Marrakesh, the "Red City" is not the capital city, a fact which I have only just found out, (to my surprise) but a city of vast importance both culturally and historically to the Moroccan people. Since it was founded way back in 1070, like all of the places I have researched so far, has historical roots of strategic importance for early tradesman, and over the years it's background story is as colourful as the architecture in which it gets it's name.

The real vocal point of the city, is it's old town, the Medina, riddled with alleys and maze like streets which contain souks, selling everything from spices, carpets, leather and jewellery. Think of Indiana Jones and Raiders of the Lost Ark where Marion is kidnapped and Indie races around the alley's looking for her. That's what I imagine the Medina to look like, which, considering it was filmed on location in Tunisia isn't going to be too far off.
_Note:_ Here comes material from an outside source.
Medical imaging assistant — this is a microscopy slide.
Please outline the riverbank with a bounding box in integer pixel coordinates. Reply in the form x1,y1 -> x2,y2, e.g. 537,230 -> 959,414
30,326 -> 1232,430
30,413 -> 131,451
At the centre, the real heartbeat of the old town is the market square, Djemaa el Fna. The largest of it's kind in Africa. By day the square is awash with artists, snake charmers, acrobats, healers and all sorts of other bohemian characters, which are replaced by night by food sellers, selling freshly cooked Moroccan fare. An experience which, if I'm honest, slightly scares me.

If Changing Rooms was responsible for many hideous conversions of the "Moroccan" theme, terracotta walls with terrible imitation upholstery, then the food has been imitated incessantly world over. We've all probably tried a Lamb Tagine, or cous-cous with sultanas. Aromatic spices and sweet flavours combined to give us a so called authentic cuisine experience, but there is only one way to taste the authentic, and that's to go where the food is supposed to be based upon.

On reading reviews of the street food sold by vendors at night within the Djemaa el Fna, many come with a cautionary warning. The name means literally "Assembly of the Dead", and instead of people who have been executed on display, sheep's heads are visible everywhere, as the contents of which are sold as casserole, or tagines to local people as a delicacy! One experience Stephanie and I may just pass on!

Again, with a city of historical importance, religion plays a key role and Marrakesh is home to mosques, and synagogues that vary from the ornate to the more traditional, but for me the sights that really inspire me about going to Marrakesh are a little further afield. To the southeast lies the great Atlas Mountain range, which spans the entire top part of continental Africa and at the foot of which, to the south, lies the great Sahara desert. Trekking isn't really a honeymoon activity and I am not suggesting for one minute that will be what we do, but an up close view is almost an essential experience.

Aside from that visit to the Atlas Mountains, it is possible to travel by train, to Casablanca which takes around three hours. It's not that I have a fondness for Humphrey Bogart, or a burning desire to see Casablanca, but to take a rail trip northwards across Morocco across the bright red, semi desert and across the coastal plain is surely one of those things that comes top of any Marrakesh "to do" list.

Each place that I have researched so far has been so full of contrast to the one before it, but amazingly the historical, religious and strategic similarities don't seem to have made a bit of difference, in fact each similarity has enhanced each place, given it further character and set it further apart from the other. Where I'm headed to next, to the penultimate destination is very different! I don't need to research this one very much we've all seen so much of it. Frank Sinatra even named it twice.